The minister cited an increased U.S. military presence along Russia's borders, the deployment of a missile shield in Eastern Europe, and the sanctions imposed on Moscow for its actions in Ukraine.
Moscow's relations with the West have plunged to levels of acrimony unseen since the end of the Cold War following Russia's military seizure of Ukraine's Crimea Peninsula in March 2014 and an ensuing war between Kyiv's forces and Russia-backed separatists that has killed more than 9,500 people.
Lavrov also commented on the conflict in Syria, saying that Moscow had the means to protect its assets there if the United States decided to carpet bomb the Syrian government's military air fields.

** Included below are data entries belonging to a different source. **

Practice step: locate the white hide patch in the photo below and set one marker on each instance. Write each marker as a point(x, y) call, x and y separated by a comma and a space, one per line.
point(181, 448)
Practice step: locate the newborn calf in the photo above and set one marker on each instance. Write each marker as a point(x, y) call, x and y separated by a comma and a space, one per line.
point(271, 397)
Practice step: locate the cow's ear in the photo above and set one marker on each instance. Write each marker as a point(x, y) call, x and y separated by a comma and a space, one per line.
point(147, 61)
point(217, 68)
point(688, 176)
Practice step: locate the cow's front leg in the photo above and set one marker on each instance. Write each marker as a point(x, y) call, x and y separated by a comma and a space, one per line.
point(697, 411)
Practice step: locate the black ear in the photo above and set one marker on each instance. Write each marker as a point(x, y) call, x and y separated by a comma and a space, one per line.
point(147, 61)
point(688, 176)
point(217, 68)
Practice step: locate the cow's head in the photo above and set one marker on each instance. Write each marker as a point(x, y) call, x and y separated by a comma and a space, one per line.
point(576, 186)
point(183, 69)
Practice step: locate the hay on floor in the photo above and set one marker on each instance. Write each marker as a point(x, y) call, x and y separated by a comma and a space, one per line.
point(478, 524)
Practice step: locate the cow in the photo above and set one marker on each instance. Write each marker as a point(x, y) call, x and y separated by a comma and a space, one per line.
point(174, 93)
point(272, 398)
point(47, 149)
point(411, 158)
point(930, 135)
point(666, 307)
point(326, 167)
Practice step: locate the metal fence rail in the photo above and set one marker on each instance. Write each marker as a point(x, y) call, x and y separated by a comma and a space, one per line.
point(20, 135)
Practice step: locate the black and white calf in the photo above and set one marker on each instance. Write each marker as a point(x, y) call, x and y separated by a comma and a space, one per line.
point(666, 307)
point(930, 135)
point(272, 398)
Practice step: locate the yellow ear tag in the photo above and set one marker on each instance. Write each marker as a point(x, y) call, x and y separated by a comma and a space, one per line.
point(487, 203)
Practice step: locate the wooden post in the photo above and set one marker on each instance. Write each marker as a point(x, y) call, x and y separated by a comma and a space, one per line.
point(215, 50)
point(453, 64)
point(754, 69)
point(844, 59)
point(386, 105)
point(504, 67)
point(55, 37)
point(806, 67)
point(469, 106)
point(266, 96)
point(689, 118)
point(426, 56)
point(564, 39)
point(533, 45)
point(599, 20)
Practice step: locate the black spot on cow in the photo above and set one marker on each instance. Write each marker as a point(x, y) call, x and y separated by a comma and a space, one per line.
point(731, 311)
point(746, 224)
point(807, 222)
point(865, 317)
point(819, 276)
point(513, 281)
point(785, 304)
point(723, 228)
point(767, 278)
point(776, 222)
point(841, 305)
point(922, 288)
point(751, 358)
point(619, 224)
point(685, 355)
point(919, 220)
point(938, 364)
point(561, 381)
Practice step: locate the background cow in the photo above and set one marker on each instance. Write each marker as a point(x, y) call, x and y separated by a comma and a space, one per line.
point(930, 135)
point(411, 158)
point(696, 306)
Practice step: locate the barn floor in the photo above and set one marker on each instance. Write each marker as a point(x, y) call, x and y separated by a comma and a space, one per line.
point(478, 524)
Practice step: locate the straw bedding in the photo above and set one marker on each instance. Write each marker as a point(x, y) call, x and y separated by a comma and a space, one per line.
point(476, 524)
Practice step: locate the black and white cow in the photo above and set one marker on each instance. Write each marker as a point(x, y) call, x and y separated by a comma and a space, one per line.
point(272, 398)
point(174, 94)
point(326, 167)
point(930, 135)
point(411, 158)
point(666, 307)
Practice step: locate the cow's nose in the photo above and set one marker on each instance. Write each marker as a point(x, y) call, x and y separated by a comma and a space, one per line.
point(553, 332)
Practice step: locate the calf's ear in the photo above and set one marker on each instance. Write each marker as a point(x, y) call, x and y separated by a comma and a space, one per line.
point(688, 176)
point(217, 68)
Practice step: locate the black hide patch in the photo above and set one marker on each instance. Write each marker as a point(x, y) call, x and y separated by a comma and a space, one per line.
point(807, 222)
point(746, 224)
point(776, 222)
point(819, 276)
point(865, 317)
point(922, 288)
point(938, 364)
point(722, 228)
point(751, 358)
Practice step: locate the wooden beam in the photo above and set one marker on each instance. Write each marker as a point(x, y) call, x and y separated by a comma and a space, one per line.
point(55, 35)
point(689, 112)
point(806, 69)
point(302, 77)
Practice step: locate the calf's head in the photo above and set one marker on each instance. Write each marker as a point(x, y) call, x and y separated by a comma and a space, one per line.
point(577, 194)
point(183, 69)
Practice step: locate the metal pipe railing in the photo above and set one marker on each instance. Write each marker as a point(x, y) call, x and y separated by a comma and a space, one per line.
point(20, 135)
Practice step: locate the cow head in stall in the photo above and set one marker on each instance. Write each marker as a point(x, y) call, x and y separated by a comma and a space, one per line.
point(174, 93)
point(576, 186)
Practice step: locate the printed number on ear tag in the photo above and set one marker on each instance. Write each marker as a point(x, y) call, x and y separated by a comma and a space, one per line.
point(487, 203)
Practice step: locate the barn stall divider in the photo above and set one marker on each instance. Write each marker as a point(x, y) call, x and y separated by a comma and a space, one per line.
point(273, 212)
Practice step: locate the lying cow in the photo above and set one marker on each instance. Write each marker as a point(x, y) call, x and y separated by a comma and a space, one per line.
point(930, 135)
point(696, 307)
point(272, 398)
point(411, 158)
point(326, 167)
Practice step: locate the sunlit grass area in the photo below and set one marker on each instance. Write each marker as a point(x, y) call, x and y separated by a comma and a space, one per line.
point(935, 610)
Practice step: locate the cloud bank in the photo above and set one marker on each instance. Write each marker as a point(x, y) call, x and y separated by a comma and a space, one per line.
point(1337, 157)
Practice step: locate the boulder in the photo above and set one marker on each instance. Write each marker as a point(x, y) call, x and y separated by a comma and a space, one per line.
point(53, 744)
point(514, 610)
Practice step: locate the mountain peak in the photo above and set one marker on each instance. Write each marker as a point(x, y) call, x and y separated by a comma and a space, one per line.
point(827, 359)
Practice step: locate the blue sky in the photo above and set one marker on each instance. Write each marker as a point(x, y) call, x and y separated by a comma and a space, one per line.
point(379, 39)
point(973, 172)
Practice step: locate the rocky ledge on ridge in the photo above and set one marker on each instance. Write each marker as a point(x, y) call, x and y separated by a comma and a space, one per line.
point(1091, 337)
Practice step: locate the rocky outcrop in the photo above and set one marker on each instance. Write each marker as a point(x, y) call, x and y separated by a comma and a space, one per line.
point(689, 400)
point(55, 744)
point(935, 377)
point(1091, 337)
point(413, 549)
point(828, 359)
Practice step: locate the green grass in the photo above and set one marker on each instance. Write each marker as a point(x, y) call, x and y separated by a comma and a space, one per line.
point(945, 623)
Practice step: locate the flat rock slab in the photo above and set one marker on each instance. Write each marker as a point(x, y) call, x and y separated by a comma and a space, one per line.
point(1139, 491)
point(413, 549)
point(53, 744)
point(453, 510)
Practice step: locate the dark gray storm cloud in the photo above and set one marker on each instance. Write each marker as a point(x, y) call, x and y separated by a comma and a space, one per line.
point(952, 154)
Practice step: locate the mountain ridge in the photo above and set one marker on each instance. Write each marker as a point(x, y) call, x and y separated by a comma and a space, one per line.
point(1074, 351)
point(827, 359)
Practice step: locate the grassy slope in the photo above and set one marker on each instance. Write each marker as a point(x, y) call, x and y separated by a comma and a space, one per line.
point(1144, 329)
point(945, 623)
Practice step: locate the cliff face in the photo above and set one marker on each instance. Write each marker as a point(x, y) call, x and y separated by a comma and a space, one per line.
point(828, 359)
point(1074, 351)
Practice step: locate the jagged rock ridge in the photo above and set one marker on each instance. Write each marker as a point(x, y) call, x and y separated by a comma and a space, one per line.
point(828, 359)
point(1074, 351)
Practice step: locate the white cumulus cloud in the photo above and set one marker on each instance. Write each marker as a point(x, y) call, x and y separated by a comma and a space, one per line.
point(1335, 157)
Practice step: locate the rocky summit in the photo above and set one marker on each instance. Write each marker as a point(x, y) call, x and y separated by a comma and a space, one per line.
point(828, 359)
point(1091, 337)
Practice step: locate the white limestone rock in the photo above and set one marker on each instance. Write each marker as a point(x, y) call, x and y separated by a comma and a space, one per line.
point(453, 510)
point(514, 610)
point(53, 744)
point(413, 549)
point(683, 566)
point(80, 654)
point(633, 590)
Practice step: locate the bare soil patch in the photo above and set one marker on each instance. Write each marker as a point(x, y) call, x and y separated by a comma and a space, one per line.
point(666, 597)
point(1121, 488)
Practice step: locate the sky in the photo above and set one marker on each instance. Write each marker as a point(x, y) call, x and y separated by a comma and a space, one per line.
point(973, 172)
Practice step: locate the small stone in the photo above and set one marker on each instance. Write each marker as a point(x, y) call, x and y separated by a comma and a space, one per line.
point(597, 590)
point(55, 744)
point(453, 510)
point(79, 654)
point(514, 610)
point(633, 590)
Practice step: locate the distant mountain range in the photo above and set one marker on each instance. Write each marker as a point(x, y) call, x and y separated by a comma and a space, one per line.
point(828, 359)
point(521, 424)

"This is a very dangerous game given that Russia, being in Syria at the invitation of the legitimate government of this country and having two bases there, has got air defense systems there to protect its assets," Lavrov said.
The minister said he had heard that this was one option being advocated by some policymakers in Washington, adding that he was convinced U.S. President Barack Obama would not agree to such a scenario.
Hundreds of civilians have been killed by Russian and Syrian government air strikes in rebel-held areas of Aleppo since a U.S. and Russia-brokered cease-fire broke down on September 19.
Washington and Moscow, which have been on opposite sides of the Syrian conflict, have criticized each other for not following through on the truce agreements.